# This is just TOO funny.



## David Gordon Burke (Dec 16, 2013)

So I have given up the daily review of my Sales at Amazon. Why bother for now? I realize that it's absolutely imperative to have a number of books / novels to offer before you are apt to see any significant numbers at all.

But.....I did want to see if my English book for Spanish speakers had done anything at all. So I headed over to Amazon, looked up the book and this is what I found.



#31 in Books > Libros en español > No-Ficción > Educación > *Teoría Educativa*
#100 in Kindle Store > Kindle eBooks > Education & Reference > Schools & Teaching > Education Theory > Contemporary Methods > *Bilingual*
One's heart is sure to start racing at this point, right? So I go to my sales report and it turns out that I had sold ONE copy. Apparently the Spanish market is very, very small. HAHA.


David Gordon Burke


----------



## The Tourist (Dec 16, 2013)

David Gordon Burke said:


> I had sold ONE copy.



David, look at the bright side.  That's one more copy than most of us will ever sell in our entire lifetimes.

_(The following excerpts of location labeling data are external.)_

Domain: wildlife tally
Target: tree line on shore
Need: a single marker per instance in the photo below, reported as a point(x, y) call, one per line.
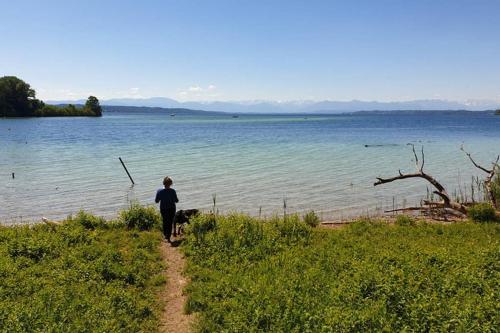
point(18, 99)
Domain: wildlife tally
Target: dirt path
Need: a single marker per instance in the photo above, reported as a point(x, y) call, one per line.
point(174, 319)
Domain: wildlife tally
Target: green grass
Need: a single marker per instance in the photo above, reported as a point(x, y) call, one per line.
point(283, 276)
point(86, 275)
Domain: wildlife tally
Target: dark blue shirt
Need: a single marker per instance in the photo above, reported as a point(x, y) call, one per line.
point(167, 197)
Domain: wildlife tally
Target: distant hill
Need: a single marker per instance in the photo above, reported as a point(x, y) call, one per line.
point(145, 109)
point(300, 106)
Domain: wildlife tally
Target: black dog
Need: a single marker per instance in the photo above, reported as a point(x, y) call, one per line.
point(182, 218)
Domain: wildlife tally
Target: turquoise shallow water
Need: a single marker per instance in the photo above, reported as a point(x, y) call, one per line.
point(315, 162)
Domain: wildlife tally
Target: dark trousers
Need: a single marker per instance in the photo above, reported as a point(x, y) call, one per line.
point(168, 220)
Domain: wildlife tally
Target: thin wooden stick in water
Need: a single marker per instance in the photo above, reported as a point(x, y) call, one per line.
point(129, 176)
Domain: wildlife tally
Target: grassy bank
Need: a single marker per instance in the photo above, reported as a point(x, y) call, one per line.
point(278, 276)
point(85, 275)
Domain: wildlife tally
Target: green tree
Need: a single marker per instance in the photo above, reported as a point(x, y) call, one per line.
point(17, 99)
point(93, 105)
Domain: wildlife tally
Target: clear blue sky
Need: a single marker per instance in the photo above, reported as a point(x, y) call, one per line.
point(243, 50)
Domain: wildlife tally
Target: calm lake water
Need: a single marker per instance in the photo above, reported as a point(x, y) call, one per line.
point(252, 162)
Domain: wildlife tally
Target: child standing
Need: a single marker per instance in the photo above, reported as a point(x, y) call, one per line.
point(167, 197)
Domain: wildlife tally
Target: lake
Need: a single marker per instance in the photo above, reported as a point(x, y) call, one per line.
point(252, 163)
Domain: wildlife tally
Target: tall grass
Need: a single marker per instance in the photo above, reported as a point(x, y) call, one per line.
point(85, 275)
point(280, 275)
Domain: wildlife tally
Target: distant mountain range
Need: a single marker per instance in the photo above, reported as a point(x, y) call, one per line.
point(298, 106)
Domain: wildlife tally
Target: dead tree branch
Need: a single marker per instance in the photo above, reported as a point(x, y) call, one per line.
point(439, 189)
point(487, 181)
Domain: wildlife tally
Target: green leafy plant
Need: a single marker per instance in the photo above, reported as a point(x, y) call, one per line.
point(279, 275)
point(405, 220)
point(140, 217)
point(482, 212)
point(311, 219)
point(80, 276)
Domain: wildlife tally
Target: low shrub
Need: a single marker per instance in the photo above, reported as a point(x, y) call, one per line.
point(79, 276)
point(311, 219)
point(87, 220)
point(405, 220)
point(277, 275)
point(482, 212)
point(140, 217)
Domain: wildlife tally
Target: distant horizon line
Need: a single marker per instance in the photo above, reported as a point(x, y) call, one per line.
point(288, 101)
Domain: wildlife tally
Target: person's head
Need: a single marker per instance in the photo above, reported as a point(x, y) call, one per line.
point(167, 182)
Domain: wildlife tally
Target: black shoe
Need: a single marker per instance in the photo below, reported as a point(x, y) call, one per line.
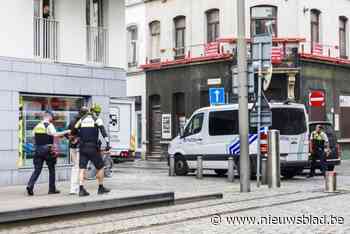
point(54, 191)
point(83, 192)
point(102, 190)
point(30, 191)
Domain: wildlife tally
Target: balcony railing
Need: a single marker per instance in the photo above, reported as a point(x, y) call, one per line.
point(46, 38)
point(97, 45)
point(323, 52)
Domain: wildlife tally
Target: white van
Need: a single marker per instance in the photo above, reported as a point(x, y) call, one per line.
point(212, 130)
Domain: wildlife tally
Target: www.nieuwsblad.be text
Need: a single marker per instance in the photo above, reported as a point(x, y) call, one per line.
point(304, 219)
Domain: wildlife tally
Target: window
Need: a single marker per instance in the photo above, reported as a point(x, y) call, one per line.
point(223, 123)
point(315, 28)
point(32, 108)
point(155, 41)
point(342, 36)
point(264, 20)
point(94, 13)
point(195, 125)
point(44, 9)
point(213, 25)
point(132, 40)
point(45, 30)
point(180, 35)
point(97, 35)
point(289, 121)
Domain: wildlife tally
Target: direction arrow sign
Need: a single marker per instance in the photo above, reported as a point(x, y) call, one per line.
point(316, 99)
point(216, 96)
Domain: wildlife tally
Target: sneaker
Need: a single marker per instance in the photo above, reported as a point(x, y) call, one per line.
point(30, 191)
point(54, 191)
point(102, 190)
point(83, 192)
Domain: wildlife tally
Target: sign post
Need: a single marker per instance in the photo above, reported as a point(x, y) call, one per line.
point(316, 99)
point(216, 96)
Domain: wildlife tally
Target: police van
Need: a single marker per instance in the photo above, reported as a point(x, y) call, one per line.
point(213, 133)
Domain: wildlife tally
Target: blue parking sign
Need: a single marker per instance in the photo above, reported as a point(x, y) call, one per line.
point(216, 96)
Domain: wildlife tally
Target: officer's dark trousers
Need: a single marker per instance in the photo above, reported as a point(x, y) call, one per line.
point(319, 154)
point(38, 161)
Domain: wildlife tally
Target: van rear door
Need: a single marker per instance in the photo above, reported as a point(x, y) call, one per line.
point(291, 122)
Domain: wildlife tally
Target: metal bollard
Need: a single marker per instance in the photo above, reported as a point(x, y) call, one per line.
point(264, 171)
point(199, 167)
point(331, 182)
point(273, 160)
point(231, 171)
point(171, 165)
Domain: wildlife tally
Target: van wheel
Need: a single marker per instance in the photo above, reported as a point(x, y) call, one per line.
point(220, 172)
point(181, 167)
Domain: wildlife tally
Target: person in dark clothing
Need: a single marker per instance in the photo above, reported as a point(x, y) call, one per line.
point(44, 133)
point(320, 147)
point(89, 127)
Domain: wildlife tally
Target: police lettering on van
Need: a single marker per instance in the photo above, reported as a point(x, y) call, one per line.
point(213, 132)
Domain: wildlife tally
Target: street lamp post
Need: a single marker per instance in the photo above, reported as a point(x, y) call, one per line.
point(243, 99)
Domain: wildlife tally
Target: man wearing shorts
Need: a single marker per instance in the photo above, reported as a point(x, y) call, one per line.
point(89, 127)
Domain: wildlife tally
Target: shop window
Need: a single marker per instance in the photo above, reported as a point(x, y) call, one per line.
point(264, 20)
point(213, 25)
point(31, 112)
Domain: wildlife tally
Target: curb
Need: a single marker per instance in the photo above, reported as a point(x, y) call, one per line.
point(83, 207)
point(198, 198)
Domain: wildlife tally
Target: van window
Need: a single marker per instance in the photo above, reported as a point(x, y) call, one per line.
point(223, 123)
point(289, 121)
point(195, 125)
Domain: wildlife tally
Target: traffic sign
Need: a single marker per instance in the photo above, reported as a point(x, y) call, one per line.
point(216, 96)
point(316, 99)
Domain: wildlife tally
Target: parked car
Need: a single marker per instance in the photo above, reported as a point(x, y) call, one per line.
point(334, 158)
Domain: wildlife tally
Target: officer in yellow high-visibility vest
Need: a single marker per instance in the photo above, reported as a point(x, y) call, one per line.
point(44, 133)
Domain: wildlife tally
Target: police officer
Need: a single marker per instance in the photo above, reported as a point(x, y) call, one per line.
point(319, 148)
point(74, 151)
point(89, 127)
point(44, 133)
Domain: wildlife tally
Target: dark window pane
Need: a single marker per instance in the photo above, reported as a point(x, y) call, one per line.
point(223, 123)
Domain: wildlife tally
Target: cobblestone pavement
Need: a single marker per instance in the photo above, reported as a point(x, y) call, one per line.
point(295, 198)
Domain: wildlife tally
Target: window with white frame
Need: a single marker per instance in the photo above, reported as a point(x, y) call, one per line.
point(155, 41)
point(97, 34)
point(45, 30)
point(213, 25)
point(342, 37)
point(180, 35)
point(133, 47)
point(264, 20)
point(315, 28)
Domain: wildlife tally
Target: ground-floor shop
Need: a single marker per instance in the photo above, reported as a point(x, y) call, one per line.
point(28, 89)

I do think that your seminal offering of "The Ridiculous Military Blunders Of Santa Ana" might not have been the most astute topic for that demographic.


----------



## Gumby (Dec 16, 2013)

I can imagine that was a big letdown, but it's a start.


----------



## Gavrushka (Dec 16, 2013)

It made me smile, and thank you for sharing.

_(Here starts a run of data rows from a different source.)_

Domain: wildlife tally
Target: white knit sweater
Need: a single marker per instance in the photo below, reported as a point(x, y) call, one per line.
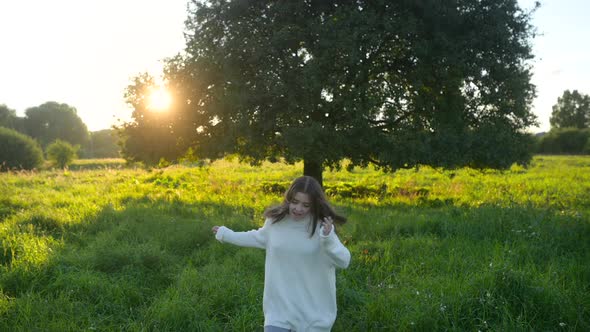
point(300, 279)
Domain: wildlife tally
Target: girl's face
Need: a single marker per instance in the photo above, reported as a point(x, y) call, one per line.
point(300, 206)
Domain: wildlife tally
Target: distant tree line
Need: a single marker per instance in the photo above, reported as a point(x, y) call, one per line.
point(394, 84)
point(53, 130)
point(570, 126)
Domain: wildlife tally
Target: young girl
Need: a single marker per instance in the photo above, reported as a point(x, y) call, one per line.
point(302, 253)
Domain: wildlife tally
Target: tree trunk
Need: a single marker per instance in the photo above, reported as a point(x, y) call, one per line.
point(313, 169)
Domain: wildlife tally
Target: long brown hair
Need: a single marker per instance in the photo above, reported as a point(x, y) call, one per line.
point(320, 207)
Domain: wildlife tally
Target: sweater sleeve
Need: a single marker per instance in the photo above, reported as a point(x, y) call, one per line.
point(255, 238)
point(334, 249)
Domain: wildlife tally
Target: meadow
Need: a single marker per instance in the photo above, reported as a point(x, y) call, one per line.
point(104, 247)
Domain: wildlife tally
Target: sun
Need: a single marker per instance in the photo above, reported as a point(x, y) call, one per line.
point(159, 100)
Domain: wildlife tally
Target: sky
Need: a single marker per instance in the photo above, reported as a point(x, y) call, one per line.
point(84, 53)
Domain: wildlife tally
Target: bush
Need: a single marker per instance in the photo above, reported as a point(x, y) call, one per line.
point(61, 153)
point(18, 151)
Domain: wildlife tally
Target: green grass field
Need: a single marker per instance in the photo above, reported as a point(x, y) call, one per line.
point(101, 247)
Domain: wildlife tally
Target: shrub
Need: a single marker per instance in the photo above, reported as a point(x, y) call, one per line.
point(61, 153)
point(18, 151)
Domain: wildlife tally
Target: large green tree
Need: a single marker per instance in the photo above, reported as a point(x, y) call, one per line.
point(9, 119)
point(572, 110)
point(152, 136)
point(51, 120)
point(393, 83)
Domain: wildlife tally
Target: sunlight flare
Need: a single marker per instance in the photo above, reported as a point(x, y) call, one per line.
point(159, 100)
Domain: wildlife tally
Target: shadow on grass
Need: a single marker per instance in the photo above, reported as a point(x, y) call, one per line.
point(105, 272)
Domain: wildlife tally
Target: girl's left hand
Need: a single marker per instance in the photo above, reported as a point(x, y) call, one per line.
point(327, 223)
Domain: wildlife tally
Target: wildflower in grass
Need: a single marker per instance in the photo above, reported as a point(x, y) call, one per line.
point(302, 254)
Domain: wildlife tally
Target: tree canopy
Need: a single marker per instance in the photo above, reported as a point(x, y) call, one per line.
point(393, 83)
point(51, 120)
point(572, 110)
point(9, 119)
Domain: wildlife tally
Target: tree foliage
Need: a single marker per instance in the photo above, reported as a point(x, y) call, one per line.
point(152, 135)
point(61, 153)
point(18, 151)
point(393, 83)
point(9, 119)
point(572, 110)
point(51, 121)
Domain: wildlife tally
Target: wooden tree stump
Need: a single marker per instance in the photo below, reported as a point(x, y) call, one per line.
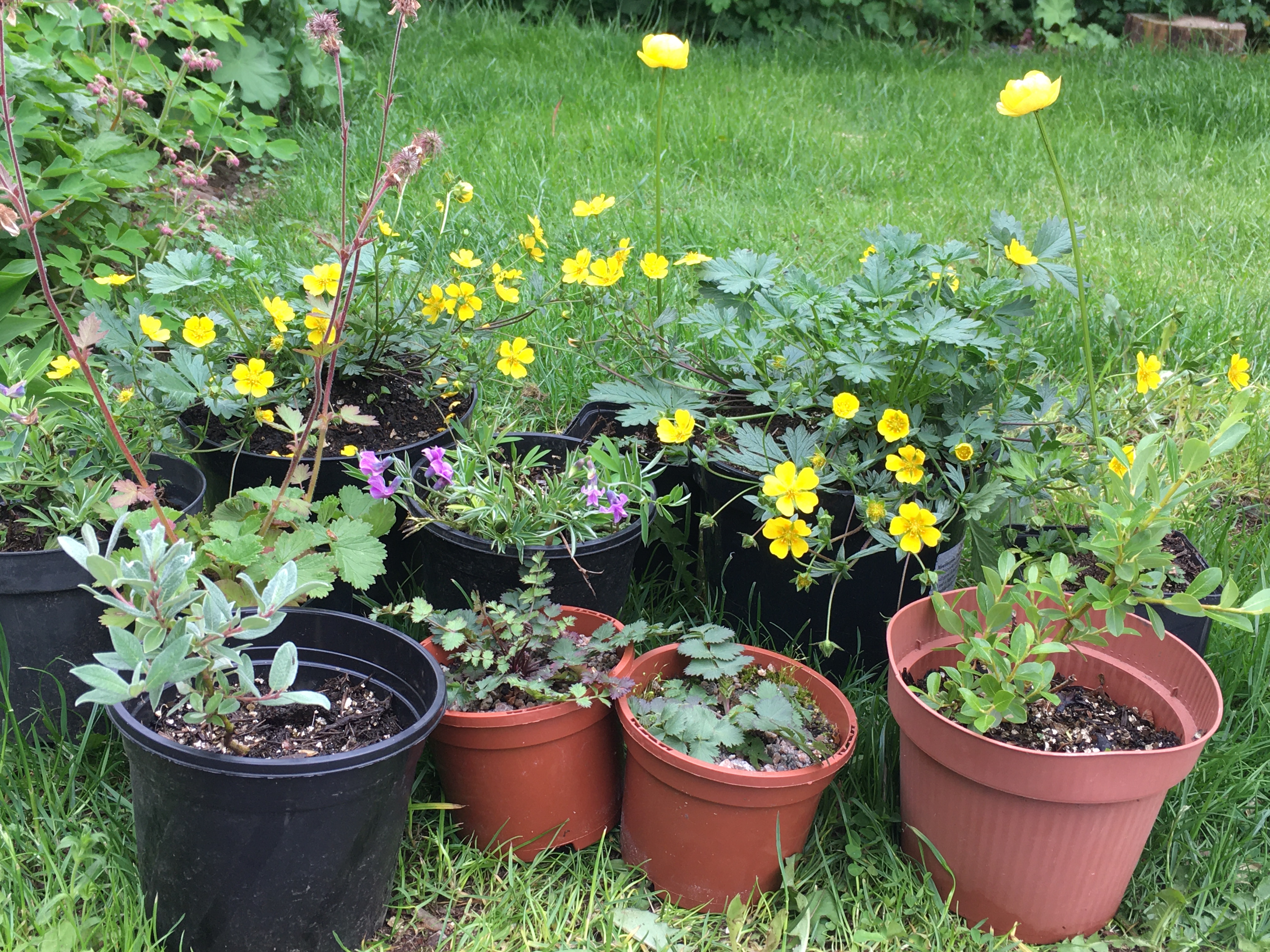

I think you've a new title to add soon, and your reputation can only build. - I look forward to an updated report in the New Year, where you've clambered higher up the chart.


----------



## David Gordon Burke (Dec 16, 2013)

The Tourist said:


> "The Ridiculous Military Blunders Of Santa Ana"



That's too funny.  But it does prove a certain point.  Why bother writing books and / or translating existing works into Spanish when the majority of people I have discussed this theme with (The Alamo, Texas, the lost territories etc.) think that the guy's name is Santana.  I mean really, the only thing Carlos ever did with military precision was roll a fattie.

David Gordon Burke


----------



## The Tourist (Dec 16, 2013)

Well, it wasn't just military blunders, the good general made a slew of mistakes in his private life.  For example, he once stated that he would give his right leg to learn how to dance the Jarabe Tapato. 

Oh, it didn't end there.  When first hearing El Degüello at the Alamo gates, he opined, _"It has a good beat, but isn't fun to Los Viejitos to..."
_


----------



## movieman (Dec 16, 2013)

David Gordon Burke said:


> So I go to my sales report and it turns out that I had sold ONE copy. Apparently the Spanish market is very, very small. HAHA.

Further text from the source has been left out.